Citation: Jacks D, Kerna NA (2018) A Comprehensive Analysis of Obesity Part 1. Overview of Obesity. J Obes Nutr Disord: JOND-130. DOI: 10.29011/2577-2244. 100030

1.       Preface 
Due to the extent of this subject, the resultant research was developed into seven distinct, but interconnected papers entitled as follows: Part 1. Overview of Obesity, Part 2. Causation and Pathophysiology of Obesity, Part 3. Metabolic Syndrome, Part 4. The Obesity Epidemic in Public Health, Part 5. An Algorithm for Obesity, Part 6. The Role of Primary Care and Pharmacological Interventions in Obesity, and Part 7. Bullet Points of Obesity. Each paper stands independent from the others and can be read and appreciated separately. However, it is recommended to read the articles sequentially from the first paper to the last to enhance the reading experience and to better grasp and assimilate the interrelated information and concepts. 

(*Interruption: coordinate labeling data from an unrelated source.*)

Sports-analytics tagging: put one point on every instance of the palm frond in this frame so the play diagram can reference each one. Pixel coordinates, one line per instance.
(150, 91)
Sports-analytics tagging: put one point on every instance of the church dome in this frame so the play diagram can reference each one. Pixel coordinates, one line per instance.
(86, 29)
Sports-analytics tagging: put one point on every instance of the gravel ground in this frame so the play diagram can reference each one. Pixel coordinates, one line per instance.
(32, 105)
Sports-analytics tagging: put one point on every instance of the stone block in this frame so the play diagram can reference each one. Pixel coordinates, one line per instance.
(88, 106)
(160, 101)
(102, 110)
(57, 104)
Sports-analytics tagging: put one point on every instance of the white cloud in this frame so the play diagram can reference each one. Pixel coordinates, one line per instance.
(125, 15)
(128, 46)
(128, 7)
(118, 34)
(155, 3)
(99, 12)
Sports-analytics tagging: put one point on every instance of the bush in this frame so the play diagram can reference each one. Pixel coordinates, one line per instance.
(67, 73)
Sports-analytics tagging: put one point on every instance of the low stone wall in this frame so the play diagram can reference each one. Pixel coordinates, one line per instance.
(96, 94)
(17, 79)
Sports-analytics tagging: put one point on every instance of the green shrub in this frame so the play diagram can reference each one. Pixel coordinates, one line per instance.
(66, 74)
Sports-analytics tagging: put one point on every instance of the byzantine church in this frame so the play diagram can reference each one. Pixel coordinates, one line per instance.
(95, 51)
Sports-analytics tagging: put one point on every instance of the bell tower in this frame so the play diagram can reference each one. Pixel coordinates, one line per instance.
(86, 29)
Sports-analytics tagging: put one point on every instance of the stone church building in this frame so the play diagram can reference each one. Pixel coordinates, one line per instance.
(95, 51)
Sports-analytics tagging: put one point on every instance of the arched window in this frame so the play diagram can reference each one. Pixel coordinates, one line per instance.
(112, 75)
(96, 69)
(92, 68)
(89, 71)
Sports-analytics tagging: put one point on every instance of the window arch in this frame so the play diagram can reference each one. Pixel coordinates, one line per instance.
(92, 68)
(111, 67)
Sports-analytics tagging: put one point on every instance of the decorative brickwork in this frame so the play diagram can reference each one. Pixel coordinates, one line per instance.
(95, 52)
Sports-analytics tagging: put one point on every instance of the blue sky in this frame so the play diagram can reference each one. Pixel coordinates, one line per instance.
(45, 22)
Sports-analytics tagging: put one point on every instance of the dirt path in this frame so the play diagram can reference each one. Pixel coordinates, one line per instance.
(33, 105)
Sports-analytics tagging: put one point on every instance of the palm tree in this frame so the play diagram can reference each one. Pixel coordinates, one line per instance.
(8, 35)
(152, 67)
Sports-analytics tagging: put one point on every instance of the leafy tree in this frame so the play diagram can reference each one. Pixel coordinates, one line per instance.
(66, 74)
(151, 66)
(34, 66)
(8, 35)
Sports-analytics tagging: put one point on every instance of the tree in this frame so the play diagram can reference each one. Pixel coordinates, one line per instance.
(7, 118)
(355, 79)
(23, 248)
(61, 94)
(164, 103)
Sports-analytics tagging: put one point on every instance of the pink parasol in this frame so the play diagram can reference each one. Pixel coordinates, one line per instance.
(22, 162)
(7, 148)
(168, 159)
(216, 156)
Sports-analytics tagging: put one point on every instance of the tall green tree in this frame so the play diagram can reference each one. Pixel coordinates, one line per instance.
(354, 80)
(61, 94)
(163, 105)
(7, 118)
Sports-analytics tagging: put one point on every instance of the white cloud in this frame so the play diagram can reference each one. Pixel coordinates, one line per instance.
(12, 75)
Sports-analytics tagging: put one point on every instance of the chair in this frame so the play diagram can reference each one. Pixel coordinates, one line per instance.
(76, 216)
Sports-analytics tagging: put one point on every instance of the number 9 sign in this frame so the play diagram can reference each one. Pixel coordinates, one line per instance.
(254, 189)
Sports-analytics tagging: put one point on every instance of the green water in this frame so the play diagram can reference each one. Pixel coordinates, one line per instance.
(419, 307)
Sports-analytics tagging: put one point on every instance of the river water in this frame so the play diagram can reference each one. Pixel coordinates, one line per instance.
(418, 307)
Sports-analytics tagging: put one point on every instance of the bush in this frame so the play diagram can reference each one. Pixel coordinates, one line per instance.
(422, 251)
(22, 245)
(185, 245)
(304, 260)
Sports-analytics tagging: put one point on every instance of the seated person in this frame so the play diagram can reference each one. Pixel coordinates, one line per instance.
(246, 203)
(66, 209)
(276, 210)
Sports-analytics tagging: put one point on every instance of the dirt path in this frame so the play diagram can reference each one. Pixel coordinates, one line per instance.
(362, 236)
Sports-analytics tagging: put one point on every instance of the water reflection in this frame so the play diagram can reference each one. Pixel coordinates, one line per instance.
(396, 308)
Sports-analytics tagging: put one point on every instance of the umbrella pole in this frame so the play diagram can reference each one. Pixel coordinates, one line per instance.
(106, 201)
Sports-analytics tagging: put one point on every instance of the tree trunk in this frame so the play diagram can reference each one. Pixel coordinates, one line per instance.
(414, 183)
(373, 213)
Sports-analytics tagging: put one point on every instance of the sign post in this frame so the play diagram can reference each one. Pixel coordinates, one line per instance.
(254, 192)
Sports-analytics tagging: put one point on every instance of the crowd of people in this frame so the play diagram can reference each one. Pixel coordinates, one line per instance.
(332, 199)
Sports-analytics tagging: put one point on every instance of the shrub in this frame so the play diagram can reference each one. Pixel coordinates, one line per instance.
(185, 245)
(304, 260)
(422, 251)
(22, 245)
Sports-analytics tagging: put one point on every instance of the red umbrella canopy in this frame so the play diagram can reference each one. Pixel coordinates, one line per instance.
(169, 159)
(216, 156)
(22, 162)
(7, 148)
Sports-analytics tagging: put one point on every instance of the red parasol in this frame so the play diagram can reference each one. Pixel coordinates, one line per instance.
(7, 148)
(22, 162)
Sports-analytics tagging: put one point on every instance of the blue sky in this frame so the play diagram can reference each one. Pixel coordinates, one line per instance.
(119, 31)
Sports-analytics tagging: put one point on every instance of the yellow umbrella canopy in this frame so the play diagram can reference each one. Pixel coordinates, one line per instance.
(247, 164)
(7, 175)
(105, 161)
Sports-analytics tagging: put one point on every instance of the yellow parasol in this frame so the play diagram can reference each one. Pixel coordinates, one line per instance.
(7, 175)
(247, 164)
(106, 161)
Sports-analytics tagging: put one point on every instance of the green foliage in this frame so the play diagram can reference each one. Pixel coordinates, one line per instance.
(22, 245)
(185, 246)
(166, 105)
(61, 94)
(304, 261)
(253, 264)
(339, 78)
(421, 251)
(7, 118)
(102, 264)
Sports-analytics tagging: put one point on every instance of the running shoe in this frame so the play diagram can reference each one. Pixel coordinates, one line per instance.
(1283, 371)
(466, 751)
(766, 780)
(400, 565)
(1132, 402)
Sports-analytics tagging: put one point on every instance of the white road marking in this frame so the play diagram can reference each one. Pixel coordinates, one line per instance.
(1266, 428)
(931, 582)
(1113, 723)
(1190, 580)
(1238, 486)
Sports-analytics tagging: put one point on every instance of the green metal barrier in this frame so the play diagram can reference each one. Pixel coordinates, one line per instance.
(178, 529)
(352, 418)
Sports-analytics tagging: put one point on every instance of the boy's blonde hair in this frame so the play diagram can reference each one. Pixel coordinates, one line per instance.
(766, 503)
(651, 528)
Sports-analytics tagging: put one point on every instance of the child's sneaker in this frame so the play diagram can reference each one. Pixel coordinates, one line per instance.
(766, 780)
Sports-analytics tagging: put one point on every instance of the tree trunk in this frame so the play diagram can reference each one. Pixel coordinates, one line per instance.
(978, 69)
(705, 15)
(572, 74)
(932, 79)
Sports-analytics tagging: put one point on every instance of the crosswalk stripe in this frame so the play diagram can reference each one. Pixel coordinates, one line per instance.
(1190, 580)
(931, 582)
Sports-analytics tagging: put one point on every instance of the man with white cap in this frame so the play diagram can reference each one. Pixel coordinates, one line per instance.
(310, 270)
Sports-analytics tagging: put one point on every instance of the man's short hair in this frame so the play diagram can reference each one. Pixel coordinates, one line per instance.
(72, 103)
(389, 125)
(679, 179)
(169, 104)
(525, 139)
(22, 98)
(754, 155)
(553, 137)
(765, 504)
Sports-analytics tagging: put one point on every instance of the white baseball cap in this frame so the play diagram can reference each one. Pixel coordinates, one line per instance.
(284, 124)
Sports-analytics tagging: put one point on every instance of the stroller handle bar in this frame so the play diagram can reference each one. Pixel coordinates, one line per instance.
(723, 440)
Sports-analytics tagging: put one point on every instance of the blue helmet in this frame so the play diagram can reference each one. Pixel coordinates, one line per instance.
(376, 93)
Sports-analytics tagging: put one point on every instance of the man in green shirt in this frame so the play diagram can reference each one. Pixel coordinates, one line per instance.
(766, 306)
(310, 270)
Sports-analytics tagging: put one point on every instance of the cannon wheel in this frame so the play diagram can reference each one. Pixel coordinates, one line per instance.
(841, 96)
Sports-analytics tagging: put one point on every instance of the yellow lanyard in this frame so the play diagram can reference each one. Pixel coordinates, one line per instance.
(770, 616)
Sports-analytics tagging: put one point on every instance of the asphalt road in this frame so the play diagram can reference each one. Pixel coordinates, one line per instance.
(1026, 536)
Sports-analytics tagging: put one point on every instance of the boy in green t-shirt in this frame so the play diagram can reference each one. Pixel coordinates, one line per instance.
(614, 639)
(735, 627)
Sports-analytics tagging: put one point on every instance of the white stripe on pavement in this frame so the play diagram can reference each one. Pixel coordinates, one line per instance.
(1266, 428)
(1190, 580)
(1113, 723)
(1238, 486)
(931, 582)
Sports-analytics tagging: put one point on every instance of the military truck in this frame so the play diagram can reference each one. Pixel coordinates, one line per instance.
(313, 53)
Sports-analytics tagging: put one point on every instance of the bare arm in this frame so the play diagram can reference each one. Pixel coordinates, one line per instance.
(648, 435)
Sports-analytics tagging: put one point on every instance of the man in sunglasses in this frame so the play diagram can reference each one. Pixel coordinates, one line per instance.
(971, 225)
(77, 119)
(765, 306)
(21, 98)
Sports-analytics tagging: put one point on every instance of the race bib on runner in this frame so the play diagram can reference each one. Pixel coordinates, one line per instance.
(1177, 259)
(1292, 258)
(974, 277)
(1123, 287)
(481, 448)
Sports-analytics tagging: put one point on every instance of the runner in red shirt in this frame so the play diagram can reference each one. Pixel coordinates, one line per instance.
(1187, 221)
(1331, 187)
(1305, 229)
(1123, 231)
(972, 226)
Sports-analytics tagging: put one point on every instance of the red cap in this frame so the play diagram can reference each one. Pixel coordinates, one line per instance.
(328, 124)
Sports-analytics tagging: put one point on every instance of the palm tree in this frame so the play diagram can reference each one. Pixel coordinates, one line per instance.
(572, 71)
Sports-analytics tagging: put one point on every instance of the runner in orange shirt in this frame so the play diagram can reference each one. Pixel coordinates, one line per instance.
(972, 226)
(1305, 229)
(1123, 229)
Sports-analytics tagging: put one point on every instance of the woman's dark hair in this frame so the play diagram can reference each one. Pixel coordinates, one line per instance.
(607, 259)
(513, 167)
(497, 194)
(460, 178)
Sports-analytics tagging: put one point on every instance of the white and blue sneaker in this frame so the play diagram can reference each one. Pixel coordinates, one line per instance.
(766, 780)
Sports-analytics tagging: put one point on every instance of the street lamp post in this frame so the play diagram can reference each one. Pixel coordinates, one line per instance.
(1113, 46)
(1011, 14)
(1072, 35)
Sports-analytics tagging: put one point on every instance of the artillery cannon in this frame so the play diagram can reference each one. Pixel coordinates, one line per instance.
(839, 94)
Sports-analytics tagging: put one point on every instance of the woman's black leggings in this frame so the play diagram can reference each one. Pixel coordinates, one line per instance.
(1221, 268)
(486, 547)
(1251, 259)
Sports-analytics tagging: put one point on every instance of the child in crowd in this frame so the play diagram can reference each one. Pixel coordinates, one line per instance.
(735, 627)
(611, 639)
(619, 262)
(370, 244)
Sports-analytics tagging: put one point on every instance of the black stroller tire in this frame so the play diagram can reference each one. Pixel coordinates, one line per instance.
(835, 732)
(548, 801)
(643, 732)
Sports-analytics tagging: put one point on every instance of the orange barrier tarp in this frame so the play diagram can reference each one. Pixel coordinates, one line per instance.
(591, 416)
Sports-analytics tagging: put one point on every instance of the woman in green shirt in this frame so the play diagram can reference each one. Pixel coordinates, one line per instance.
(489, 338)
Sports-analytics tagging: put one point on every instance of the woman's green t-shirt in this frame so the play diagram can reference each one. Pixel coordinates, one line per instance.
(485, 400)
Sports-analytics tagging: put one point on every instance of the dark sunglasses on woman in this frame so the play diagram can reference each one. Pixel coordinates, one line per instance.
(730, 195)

2.       Keywords: Central Obesity; Comorbidity; Diabetes Mellitus; Epidemic; Evidence-Based; Hypertension; Neuromodulation; Obese; Overweight; Public Health; Syndrome X; Weight Management; Zero Hunger 

3.       Abbreviations 
AACE:   American Association of Clinical Endocrinologists
ACE:      American College of Endocrinology
ADA:      American Diabetic Association
AHA:      American Heart Association
AMA:     American Medical Association
BMI:      Body Mass Index
BP:         Blood Pressure
CDC:      Center for Disease Control and Prevention
CCO:      Consensus Conference on Obesity
CO:         Central Obesity
CVD:      Cardiovascular Disease
DM:        Diabetes Mellitus;
EASD:    European Association on the Study of Diabetes
EGIR:     European Group for the Study of Insulin Resistance
FBG:      Fasting Blood Glucose
FDA:      U.S. Food and Drug Administration
HDL-C:  High Density Lipoprotein Cholesterol
Hs-CRP:High Sensitivity C Reactive Protein
HTN:      Hypertension
IDF:        International Diabetic Federation
IR:          insulin resistance
LDL-C:  Low Density Lipoprotein Cholesterol
MS:        Metabolic Syndrome
NCEP/ATP III:     National Cholesterol Education Program-Adult Treatment Panel III
PCE:       Practicing Clinicians Exchange
RAAS:   Renin Angiotensin Aldosterone System
SNS:       Sympathetic Nervous System
tDCS:     transcranial direct current stimulation
TG:         Triglyceride
WHO:     World Health Organization
4.       Prologue 
According to the Obesity Medicine Association, obesity is defined as “A chronic, relapsing, multi-factorial, neurobehavioral disease, wherein an increase in body fat promotes adipose tissue dysfunction and abnormal fat mass resulting in adverse metabolic, biomechanical, and psychosocial health consequences”. 
5.       Introduction 
The global incidence of overweight and obese individuals has grown exponentially in the last three decades resulting in a health epidemic morphing into a pandemic. Adult obesity is now considered a chronic disease. Chronic disease management should be a collaborative effort between patients and healthcare providers to determine the most effective treatment that addresses excess weight. Healthcare professionals have a responsibility to consider therapeutic strategies that are patient-specific ensuring safety with an evidence-based approach [1-3]. The past prevention efforts addressing this public health concern have evolved and developed evidence-based strategies of obesity management.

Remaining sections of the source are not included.